Background: Neuroendocrine tumors (NETs) are a group of heterogeneous cancers arising from a variety of anatomic sites. Their incidence has increased in recent years. This study aimed to analyze the prognosis of NETs originating from different anatomic sites.
Methods: We identified 73,782 patients diagnosed with NETs from the Surveillance Epidemiology and Ends Results (SEER) database from 1973 to 2014. Clinical data were compared between patients with different primary tumor sites using the chi-squared test. Differences in survival among NET patients with different tumor sites were compared by Kaplan-Meier analysis. Cox proportional hazard models were performed to identify the prognostic factors of overall survival.
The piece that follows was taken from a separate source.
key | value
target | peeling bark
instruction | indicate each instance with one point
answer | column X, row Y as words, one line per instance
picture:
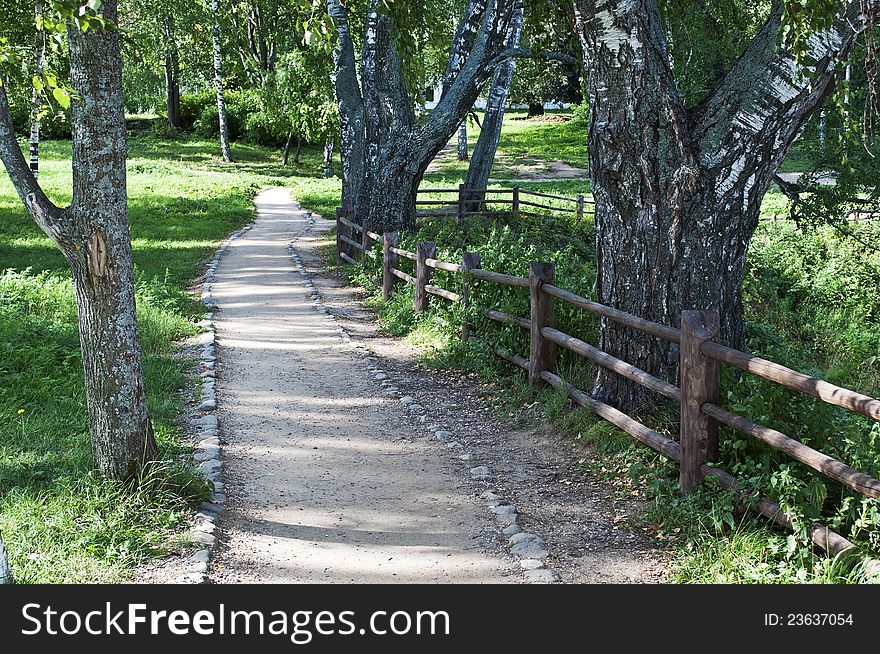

Results: In this cohort, the lung/bronchus was the most common site of NETs, accounting for 30.6%, followed by the small intestine (22.2%), rectum (16.2%), colon (13.4%), pancreas (10.8%), and stomach (6.8%). Totally, 73,782 patients were selected for this cohort from 1973 to 2014. The median survival duration was 41 months. The 1-, 3-, 5-, and 10-year overall survival rates for patients with NETs were 72.8%, 52.7%, 39.4%, and 18.1%, respectively. Patients with NETs located in the rectum had the best prognosis, followed by those with NETs in the small intestine (HR, 1.660, 95% CI, 1.579, 1.744), lung/bronchus (HR, 1.786, 95% CI, 1.703, 1.874), stomach (HR, 1.865, 95% CI, 1.755, 1.982), and colon (HR, 1.896, 95% CI, 1.799, 1.999). Patients with NETs in the pancreas had the highest risk of mortality (HR, 2.034, 95% CI, 1.925, 2.148).
Conclusion: Significant differences in survival were found among various primary tumor sites. NETs in the rectum had the best prognosis, while those in the pancreas had the worst. Primary tumor sites might be one of the most useful outcome predictors in patients with NETs.
Keywords: SEER program; neuroendocrine tumor; primary tumor sites; survival analysis.